Nella specie risulta, invero, dalla sentenza impugnata che: a) i testi furono indicati dall’attore (odierno ricorrente) oltre il termine assegnatogli dal giudice istruttore della causa; b) la prova con i testi in tal modo indicati venne espletata senza opposizione della parte convenuta costituita; c) quest’ultima dedusse la nullità di siffatta prova testimoniale dopo due udienze istruttorie. In tale stato delle risultanze processuali è, dunque, indubbiamente erronea la decisione dei giudici di merito di ritenere nulla la prova testimoniale assunta, sul rilievo che i testi erano stati indicati dall’attore oltre il termine perentorio all’uopo assegnatogli, senza avere -gli stessi giudici- considerato, o per lo meno considerandolo di non decisivo rilievo, che la controparte non si era opposta all’assunzione dei testi e che il giudice istruttore l’aveva consentita sebbene gli stessi non fossero stati indicati nel termine prefisso allo scopo, ciò comportando, di conseguenza acquiescenza al compimento dell’atto.

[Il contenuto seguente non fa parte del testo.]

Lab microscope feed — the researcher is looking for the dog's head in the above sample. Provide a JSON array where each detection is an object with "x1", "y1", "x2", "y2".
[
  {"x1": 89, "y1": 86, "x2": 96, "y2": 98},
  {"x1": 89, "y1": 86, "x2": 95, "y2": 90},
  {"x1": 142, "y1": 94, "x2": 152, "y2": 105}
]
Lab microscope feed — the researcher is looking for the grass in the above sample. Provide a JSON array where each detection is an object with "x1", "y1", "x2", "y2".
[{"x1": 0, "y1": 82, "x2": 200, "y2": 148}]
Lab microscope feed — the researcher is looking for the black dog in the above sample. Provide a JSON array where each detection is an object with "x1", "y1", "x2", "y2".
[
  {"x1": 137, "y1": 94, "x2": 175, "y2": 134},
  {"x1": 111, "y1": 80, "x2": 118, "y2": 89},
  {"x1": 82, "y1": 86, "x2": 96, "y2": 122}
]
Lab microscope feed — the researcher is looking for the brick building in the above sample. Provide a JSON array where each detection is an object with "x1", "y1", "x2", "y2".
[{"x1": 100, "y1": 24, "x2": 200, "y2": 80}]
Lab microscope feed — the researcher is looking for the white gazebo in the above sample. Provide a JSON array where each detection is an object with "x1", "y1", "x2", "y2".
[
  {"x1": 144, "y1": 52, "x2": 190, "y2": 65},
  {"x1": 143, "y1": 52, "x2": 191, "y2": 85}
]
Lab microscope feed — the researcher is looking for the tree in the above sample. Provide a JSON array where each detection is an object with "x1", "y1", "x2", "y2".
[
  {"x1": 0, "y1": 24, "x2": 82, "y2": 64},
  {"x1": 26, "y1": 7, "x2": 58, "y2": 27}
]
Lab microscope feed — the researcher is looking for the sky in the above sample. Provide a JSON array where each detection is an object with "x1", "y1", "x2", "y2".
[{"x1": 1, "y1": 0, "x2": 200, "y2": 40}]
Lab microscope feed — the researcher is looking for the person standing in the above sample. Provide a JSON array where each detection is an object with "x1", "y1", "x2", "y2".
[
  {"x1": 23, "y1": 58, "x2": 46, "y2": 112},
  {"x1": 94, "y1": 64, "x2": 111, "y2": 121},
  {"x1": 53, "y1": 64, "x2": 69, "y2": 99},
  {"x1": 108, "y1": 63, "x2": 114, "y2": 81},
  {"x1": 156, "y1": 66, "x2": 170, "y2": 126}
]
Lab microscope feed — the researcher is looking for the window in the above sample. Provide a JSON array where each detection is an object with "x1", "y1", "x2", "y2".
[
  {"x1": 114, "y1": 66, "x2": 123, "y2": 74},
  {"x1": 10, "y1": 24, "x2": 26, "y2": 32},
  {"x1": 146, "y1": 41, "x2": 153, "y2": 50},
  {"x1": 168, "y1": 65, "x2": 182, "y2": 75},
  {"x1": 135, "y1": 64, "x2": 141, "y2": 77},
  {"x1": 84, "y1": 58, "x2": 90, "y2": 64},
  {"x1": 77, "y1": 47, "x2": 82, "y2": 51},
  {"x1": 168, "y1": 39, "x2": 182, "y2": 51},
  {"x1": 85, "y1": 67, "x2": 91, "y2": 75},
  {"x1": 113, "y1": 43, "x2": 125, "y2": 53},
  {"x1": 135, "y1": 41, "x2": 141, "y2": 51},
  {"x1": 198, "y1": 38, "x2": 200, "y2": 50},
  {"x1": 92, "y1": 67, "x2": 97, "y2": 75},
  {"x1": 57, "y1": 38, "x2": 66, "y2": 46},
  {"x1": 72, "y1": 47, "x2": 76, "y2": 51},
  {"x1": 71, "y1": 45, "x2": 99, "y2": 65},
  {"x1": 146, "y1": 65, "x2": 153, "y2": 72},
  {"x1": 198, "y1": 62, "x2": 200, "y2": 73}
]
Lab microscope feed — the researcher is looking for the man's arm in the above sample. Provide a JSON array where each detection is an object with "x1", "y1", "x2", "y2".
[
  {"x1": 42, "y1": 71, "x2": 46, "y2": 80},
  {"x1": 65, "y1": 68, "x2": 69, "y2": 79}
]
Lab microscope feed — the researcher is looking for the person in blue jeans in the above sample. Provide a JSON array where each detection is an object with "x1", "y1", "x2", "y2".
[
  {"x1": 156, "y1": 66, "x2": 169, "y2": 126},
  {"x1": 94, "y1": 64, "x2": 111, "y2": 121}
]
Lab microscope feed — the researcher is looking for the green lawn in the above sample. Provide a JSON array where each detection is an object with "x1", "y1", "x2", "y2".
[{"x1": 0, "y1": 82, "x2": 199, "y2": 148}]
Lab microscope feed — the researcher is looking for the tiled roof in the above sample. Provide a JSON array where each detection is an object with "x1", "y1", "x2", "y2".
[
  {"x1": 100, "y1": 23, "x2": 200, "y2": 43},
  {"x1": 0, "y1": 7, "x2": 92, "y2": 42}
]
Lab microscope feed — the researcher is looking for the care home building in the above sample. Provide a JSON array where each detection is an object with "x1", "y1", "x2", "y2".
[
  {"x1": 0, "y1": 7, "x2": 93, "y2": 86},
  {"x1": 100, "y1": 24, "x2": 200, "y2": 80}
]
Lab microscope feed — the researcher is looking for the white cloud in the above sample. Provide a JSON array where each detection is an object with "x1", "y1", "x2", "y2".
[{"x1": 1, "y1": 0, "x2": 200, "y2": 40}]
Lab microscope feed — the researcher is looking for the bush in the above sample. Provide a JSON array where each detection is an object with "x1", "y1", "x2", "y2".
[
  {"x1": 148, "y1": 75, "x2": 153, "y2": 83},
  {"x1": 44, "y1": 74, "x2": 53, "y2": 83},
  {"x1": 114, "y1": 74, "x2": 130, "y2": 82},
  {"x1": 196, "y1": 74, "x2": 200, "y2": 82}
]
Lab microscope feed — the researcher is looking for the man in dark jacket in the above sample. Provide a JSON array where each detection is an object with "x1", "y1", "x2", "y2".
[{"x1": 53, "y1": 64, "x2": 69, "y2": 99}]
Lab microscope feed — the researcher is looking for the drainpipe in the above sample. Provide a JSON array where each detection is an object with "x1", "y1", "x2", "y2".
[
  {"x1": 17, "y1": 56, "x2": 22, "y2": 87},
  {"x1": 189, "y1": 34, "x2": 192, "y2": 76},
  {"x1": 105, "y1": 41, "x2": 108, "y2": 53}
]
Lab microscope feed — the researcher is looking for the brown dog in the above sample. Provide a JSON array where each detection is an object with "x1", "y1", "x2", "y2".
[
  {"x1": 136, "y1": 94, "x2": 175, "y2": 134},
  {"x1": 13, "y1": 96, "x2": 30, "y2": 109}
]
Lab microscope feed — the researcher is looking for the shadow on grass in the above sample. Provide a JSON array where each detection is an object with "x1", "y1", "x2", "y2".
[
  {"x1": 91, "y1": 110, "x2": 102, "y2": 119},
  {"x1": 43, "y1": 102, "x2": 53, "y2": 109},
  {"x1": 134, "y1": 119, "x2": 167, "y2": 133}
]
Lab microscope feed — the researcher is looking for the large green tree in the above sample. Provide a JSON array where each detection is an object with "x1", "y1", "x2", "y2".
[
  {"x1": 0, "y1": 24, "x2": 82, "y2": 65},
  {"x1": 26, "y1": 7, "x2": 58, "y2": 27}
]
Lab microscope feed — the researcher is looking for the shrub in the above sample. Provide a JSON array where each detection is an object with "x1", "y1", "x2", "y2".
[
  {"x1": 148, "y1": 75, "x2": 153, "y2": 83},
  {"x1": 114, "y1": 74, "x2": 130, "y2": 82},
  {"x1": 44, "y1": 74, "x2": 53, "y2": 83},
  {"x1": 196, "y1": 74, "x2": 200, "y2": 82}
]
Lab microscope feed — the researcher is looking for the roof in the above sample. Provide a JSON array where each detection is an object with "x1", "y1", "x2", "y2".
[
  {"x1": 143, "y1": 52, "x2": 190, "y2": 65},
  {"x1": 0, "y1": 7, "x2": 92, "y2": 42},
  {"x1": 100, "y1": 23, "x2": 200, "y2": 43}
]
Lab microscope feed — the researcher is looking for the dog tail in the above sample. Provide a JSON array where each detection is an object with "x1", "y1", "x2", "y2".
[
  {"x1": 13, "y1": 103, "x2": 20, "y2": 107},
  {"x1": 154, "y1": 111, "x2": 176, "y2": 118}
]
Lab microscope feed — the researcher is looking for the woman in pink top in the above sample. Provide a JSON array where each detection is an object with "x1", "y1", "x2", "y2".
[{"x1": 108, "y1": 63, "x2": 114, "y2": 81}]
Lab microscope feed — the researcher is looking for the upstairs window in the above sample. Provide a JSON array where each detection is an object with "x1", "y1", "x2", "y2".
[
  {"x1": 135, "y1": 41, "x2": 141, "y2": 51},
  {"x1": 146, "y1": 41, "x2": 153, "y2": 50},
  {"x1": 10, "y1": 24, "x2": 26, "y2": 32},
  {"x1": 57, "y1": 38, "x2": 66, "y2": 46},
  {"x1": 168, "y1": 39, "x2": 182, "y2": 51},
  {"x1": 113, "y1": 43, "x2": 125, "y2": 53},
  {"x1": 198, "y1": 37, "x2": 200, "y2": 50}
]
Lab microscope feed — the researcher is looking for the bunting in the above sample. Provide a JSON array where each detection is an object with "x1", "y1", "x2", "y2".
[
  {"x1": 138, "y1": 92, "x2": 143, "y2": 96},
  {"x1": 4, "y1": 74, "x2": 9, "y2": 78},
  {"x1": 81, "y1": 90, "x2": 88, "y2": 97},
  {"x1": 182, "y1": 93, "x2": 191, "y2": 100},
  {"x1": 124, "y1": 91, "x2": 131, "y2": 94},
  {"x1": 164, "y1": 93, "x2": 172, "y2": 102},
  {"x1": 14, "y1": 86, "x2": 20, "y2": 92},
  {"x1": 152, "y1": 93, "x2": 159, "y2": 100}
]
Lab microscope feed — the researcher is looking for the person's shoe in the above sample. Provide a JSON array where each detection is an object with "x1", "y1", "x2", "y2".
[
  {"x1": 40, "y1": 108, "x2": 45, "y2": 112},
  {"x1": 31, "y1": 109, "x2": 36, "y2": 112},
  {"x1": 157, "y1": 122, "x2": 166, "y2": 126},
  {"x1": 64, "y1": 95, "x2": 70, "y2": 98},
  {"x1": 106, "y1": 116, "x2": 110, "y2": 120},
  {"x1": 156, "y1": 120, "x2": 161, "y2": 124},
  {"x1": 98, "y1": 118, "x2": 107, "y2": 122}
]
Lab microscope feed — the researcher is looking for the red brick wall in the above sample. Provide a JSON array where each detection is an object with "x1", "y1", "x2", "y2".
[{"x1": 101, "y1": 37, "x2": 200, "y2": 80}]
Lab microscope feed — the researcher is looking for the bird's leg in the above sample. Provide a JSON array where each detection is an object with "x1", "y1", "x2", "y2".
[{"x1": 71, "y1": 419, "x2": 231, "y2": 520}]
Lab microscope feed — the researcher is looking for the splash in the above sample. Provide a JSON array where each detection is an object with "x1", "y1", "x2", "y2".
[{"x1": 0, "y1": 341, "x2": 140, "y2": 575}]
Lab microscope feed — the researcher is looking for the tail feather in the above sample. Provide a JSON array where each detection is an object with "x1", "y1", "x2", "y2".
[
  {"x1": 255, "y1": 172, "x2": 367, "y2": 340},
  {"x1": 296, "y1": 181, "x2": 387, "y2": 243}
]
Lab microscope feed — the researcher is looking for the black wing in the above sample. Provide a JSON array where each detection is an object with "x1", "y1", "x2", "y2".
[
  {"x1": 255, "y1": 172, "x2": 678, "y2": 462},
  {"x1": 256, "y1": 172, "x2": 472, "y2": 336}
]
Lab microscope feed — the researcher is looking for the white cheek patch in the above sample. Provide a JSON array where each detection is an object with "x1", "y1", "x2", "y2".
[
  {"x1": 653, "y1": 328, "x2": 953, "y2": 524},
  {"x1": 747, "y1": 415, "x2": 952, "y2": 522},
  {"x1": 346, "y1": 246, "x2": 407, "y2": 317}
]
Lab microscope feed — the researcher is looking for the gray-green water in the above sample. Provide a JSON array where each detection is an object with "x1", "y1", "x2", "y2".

Diversamente peraltro da quanto opinato dalla Corte territoriale romana la sentenza n. 611 del 27.1.1981, citata, ha statuito nei termini sopra esposti, in un caso identico a quello in esame, giacché anche in quel caso il nome di un teste non fu indicato dalle convenute nel termine perentorio loro assegnato dal giudicante con propria ordinanza ed il procuratore dell’attore eccepì l’irritualità della testimonianza resa dal detto teste solo dopo la sua escussione, ancorché nella stessa udienza in cui quel mezzo istruttorio fu raccolto (mentre nel caso in esame la nullità della testimonianza è stata eccepita -addirittura- dopo due udienze istruttorie).
Non v’è del resto contrasto tra la facoltà di eccepire – tempestivamente- la decadenza, impedendo così l’espletamento della prova, e la possibilità di acquiescenza a tale espletamento, rinunziando così a far valere la decadenza, perché entrambi i comportamenti costituiscono espressione dello stesso principio, rappresentato dalla attinenza degli interessi tutelati a materia compresa nella disponibilità delle parti e, conseguentemente, dalla attribuzione della loro tutela alla parte nel cui interesse è disposta la decadenza (così Cass. n. 7205/91, cit.). Pertanto, va accolto il primo motivo di ricorso e, dichiarato assorbito il secondo motivo (con il quale si denuncia, ai sensi dell’art. 360 nn. 3 e 5 c.p.c., violazione dell’art. 107 c.s. e dell’art. 2054 c.c.), la sentenza va cassata in relazione al motivo accolto, con rinvio per nuovo esame, alla stregua dei principi sopra esposti, ad altra Sezione della Corte d’Appello di Roma, anche in ordine alle spese del presente giudizio di Cassazione.